Total power consumption for China in March was 549.3 TWh, a drop of 4.2pc from March 2019, according to National Energy Administration data. China's agriculture sector and households consumed 4pc and 5.3pc more power respectively for March on the year, but this was offset by lower consumption in the manufacturing and services sector, which dropped by 3.1pc and 19.8pc respectively on the year, reducing overall power consumption levels.
China's economy shrunk by 6.8pc on the year during January-March, the first decline in nearly 30 years as the virus pandemic caused business shutdowns, according to the national bureau of statistics. At least 460,000 Chinese firms closed during the first quarter of 2020 and have not reopened, corporation registration data revealed, suggesting many of the closures could be permanent.

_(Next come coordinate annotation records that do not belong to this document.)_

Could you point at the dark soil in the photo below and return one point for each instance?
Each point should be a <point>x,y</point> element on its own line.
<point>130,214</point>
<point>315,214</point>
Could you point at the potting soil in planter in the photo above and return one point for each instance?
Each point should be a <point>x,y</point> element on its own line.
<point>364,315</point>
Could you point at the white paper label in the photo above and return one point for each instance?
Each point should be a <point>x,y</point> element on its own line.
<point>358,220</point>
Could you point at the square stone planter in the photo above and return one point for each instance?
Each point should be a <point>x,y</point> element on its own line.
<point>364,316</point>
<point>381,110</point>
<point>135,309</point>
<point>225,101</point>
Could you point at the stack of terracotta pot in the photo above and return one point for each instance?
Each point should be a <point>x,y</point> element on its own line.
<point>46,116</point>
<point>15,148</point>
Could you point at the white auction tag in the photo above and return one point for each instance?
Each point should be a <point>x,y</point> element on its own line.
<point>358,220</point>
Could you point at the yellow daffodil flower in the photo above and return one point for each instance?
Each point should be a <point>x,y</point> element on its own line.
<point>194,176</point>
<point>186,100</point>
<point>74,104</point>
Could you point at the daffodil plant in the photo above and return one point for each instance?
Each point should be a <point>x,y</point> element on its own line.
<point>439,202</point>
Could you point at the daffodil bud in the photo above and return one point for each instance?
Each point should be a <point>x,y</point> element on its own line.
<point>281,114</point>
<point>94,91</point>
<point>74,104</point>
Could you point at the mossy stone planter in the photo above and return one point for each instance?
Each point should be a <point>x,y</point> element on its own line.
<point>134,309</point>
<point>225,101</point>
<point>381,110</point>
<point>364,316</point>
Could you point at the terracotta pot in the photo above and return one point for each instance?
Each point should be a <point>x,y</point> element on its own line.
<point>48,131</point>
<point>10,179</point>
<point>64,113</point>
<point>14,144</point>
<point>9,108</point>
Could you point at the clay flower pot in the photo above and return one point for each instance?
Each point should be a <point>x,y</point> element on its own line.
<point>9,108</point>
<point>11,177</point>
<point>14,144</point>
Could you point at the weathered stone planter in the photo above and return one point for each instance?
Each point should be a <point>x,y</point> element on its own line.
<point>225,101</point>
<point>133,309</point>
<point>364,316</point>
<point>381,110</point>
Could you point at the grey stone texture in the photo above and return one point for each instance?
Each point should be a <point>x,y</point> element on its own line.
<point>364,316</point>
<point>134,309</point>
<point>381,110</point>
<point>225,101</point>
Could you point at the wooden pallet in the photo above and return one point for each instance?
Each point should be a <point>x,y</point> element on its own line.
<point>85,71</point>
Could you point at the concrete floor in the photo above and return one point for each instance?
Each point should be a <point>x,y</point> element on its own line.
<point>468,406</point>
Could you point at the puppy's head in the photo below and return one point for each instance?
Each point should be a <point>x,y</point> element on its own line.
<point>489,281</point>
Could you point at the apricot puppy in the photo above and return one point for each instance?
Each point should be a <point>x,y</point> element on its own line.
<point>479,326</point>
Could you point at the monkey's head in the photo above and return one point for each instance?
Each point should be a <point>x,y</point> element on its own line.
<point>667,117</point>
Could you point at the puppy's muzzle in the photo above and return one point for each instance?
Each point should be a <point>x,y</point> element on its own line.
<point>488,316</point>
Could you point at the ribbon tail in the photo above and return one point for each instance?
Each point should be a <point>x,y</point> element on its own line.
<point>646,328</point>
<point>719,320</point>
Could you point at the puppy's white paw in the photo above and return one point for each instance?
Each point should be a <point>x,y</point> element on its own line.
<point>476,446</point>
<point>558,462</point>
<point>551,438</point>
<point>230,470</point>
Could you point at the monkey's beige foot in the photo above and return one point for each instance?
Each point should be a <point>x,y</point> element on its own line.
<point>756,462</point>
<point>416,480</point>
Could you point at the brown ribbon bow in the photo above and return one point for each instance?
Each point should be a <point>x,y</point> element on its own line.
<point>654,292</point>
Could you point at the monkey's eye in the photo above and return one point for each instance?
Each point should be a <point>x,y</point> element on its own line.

Adding to China's economic woes is the potential exodus of Japanese manufacturing firms from the country as Japan set aside a $2.2bn fund to help Japanese production lines relocate out of China in a bid to minimise supply chain disruptions caused by the pandemic. The US is understood to be considering a similar move, which could further undermine China's industrial demand for coal.
China's combined daily coal burn at the six flagship coastal utilities has remained stubbornly weak for the past few weeks, recording 569,400t/d on 19 April. This would deplete existing stockpiles in 29 days, which is longer than the 20-25 days that indicate healthy coal consumption. Much of China's industries are situated in the coastal regions.